A440 was one of the last things European countries would agree on before the outbreak of World War II.
In May, 1939, delegates from France, Germany, Holland, and Italy joined their British counterparts at Broadcasting House, the London home of the BBC, to settle the question of concert pitch. (Representatives from Switzerland and the United States sent their views by mail.) Into the fray stepped Sir James Swinburne, an electrical engineer who, in search of better insulating material for electric gadgets, had been instrumental in the development of plastics. Swinburne was also a music lover, a dedicated amateur pianist and organist. In 1937, he provided the Royal Musical Association a lecture on “The Ideal Scale”: how to tune a scale to pure ratios, and the ways in which performers customarily fudged those ratios in order to retain acceptable consonance across different keys.
A year later, Swinburne was the Musical Association’s representative to a preliminary conference called to decide what the British position on concert pitch should be. British piano tuners had settled on A439 in 1899, but, his interest in ratios and electronics converging, Swinburne objected: 439, he noted, was a prime number; 440 was more easily factored, and more easily electronically synthesized. The other European powers agreed. It was one of the last things they would agree on before the outbreak of World War II.
Even today, it is not exactly a universal standard. Early-music groups have continued to explore older, lower pitch levels. Leonard Bernstein, that paragon of successful excess, routinely tuned the New York Philharmonic to the edgier, more brash A442. (The piano tuners’ union officially complained; Bernstein insisted that both the New York and Boston orchestras had tuned high for as long as he could remember.) Devotees of new-age pseudo-science and political conspiracy theorists have found common ground in disparaging A440, the former promoting A432 as somehow being more in tune with the vibrations of the universe, the latter, led by the habitually controversial Lyndon LaRouche (who also insisted that The Beatles were an elaborate psychological operation by British intelligence agencies), advocating for “Verdi pitch” by dubiously linking A440 to Nazi propaganda.
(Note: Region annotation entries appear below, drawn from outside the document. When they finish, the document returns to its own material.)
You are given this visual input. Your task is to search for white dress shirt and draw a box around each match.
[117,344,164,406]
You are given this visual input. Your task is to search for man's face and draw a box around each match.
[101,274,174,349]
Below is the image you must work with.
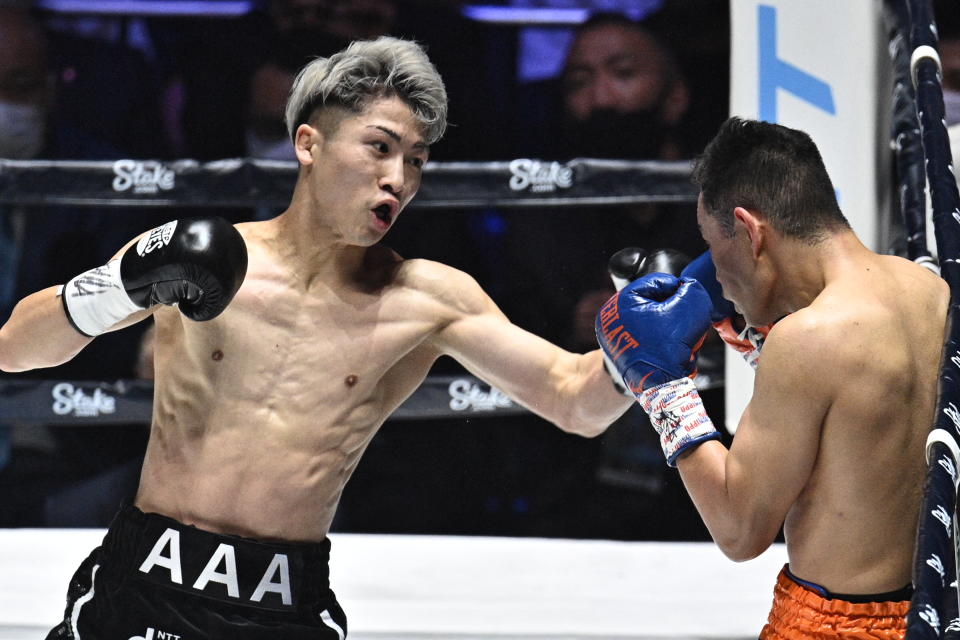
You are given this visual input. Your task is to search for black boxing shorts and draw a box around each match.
[47,506,347,640]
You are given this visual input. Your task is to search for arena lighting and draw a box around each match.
[37,0,254,18]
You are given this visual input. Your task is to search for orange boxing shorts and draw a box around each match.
[760,566,912,640]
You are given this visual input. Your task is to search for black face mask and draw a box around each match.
[560,106,669,160]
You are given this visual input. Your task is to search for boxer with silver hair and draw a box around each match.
[0,37,630,640]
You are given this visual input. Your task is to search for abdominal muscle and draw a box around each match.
[136,301,425,542]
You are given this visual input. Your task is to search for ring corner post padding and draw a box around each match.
[725,0,891,432]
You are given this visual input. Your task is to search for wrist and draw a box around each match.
[60,260,143,338]
[639,378,720,467]
[600,350,634,399]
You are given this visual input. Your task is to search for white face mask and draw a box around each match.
[0,100,47,160]
[943,89,960,127]
[244,131,297,160]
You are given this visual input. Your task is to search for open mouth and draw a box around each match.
[373,204,391,224]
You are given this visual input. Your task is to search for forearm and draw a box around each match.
[677,440,776,562]
[561,350,635,436]
[0,287,92,372]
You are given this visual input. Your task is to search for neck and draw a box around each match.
[770,229,874,317]
[272,198,368,288]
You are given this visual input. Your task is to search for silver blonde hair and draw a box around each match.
[284,36,447,144]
In the end, A440 is, in practical terms, an elusive target. In 1900, Charles Cross, an MIT acoustician, as part of a historical survey of tuning forks, found that none of those listed as A440 actually vibrated at exactly 440 cycles a second. Circuits are more precise, but orchestras, for example, don’t tune to an electronically-generated tone; they tune to an oboe, which may, after all, be a few cycles flat or sharp (usually the latter) depending on the day. Even if an ensemble could initially tune to a precise 440, as the hall and the instruments warm up, the pitch rises. A440 is, perhaps, the ideal musical standard, reminiscent of music itself: seemingly direct, but surprisingly difficult to pin down.